Sidekiq: Remove duplicate/redundant metrics

Created on 14 Nov 2019 · 21Comments · Source: mperham/sidekiq

Ruby version: 2.4.7
Sidekiq / Pro / Enterprise version(s): 5.2.5 / 4.0.4 / 1.8.1

Sidekiq.configure_server do |config|
  Sidekiq::Pro.dogstatsd = ->{ CustomMetric.dogstatsd } # we have a dogstatsd instance we use for all metrics so we pass it to Sidekiq too
  config.server_middleware do |chain|
    require 'sidekiq/middleware/server/statsd'
    chain.add Sidekiq::Middleware::Server::Statsd
  end

  logging_frequency_seconds = 30
  config.retain_history(logging_frequency_seconds)
end

Sidekiq currently has duplicate metrics for jobs.count, jobs.failure, jobs.success with a worker tag for each. We also have metrics for jobs.<worker_name>.count|failure|success. Outside of this, we have jobs.<worker_name>.perform metrics which we don't have in the more general jobs.perform style like count/failure/success above. I'd like to propose a new design.

Remove all jobs.<worker_name>.<metric> metrics
Keep jobs.count|failure|success
To this add, jobs.perform related metrics
Both of the above should have worker tags

Benefits of above approach:

Redundancy removal. This simplifies understanding, finding, and graphing metrics. It also reduces the metrics footprint of Sidekiq which can have implications on cost depending on # of workers/plan you pay for/etc. Currently, for 100 workers, you'd get 300 redundant custom metrics.
It unlocks more global graphs with the jobs.perform metric where users can use that data to find poorly written workers, notice worker time spikes (potentially due to external or internal services timing out, etc.)

Are you using an old version? Yes
Have you checked the changelogs to see if your issue has been fixed in a later version? Yes

Source

nakulpathak3

All 21 comments

This is a good issue but it likely requires a major version bump unless we make it opt-in.

On Nov 13, 2019, at 20:00, Nakul Pathak notifications@github.com wrote:

Ruby version: 2.4.7
Sidekiq / Pro / Enterprise version(s): 5.2.5 / 4.0.4 / 1.8.1

Sidekiq.configure_server do |config|
Sidekiq::Pro.dogstatsd = ->{ CustomMetric.dogstatsd } # we have a dogstatsd instance we use for all metrics so we pass it to Sidekiq too
config.server_middleware do |chain|
require 'sidekiq/middleware/server/statsd'
chain.add Sidekiq::Middleware::Server::Statsd
end

logging_frequency_seconds = 30
config.retain_history(logging_frequency_seconds)
end
Sidekiq currently has duplicate metrics for jobs.count, jobs.failure, jobs.success with a worker tag for each. We also have metrics for jobs..count|failure|success.
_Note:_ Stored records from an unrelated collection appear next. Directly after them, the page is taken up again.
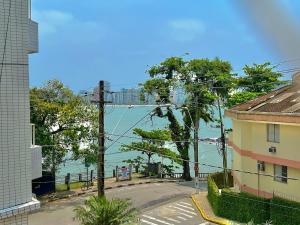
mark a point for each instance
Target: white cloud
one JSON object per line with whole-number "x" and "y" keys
{"x": 50, "y": 21}
{"x": 186, "y": 29}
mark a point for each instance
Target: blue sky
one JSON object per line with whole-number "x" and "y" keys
{"x": 83, "y": 41}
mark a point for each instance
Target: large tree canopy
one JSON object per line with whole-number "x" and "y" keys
{"x": 258, "y": 79}
{"x": 63, "y": 123}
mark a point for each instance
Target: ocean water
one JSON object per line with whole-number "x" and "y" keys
{"x": 119, "y": 119}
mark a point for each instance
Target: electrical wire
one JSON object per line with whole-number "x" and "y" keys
{"x": 5, "y": 39}
{"x": 214, "y": 166}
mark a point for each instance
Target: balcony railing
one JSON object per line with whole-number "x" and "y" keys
{"x": 29, "y": 9}
{"x": 32, "y": 141}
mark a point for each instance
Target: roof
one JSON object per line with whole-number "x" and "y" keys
{"x": 284, "y": 101}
Outside of this, we have jobs..processing_time metrics which we don't have in the more general jobs.perform style like count/failure/success above. I'd like to propose a new design.

Remove all jobs.. metrics
Keep jobs.count|failure|success
To this add, jobs.processing_time related metrics
Both of the above should have worker tags
Benefits of above approach:

Redundancy removal. This simplifies understanding, finding, and graphing metrics. It also reduces the metrics footprint of Sidekiq which can have implications on cost depending on # of workers/plan you pay for/etc.
It unlocks more global graphs with the jobs.processing_time metric where users can use that data to find poorly written workers, notice worker time spikes (potentially due to external or internal services timing out, etc.)
Are you using an old version? Yes
Have you checked the changelogs to see if your issue has been fixed in a later version? Yes

—
You are receiving this because you are subscribed to this thread.
Reply to this email directly, view it on GitHub, or unsubscribe.

mperham on 14 Nov 2019

Great idea.

Same goes for Ent Historical Metrics https://github.com/mperham/sidekiq/wiki/Ent-Historical-Metrics

The sidekiq.enqueued.#{x} - Current Size of queue x metrics could be reported as a single metric sidekiq.enqueued with a tag for each queue, following recommendation from https://docs.datadoghq.com/dashboards/faq/when-i-query-can-i-use-wildcards-in-metric-names-and-events/

However I don't think tags are standard to the statsd protocol, so this would be a Datadog (or whoever supports tags) specific feature?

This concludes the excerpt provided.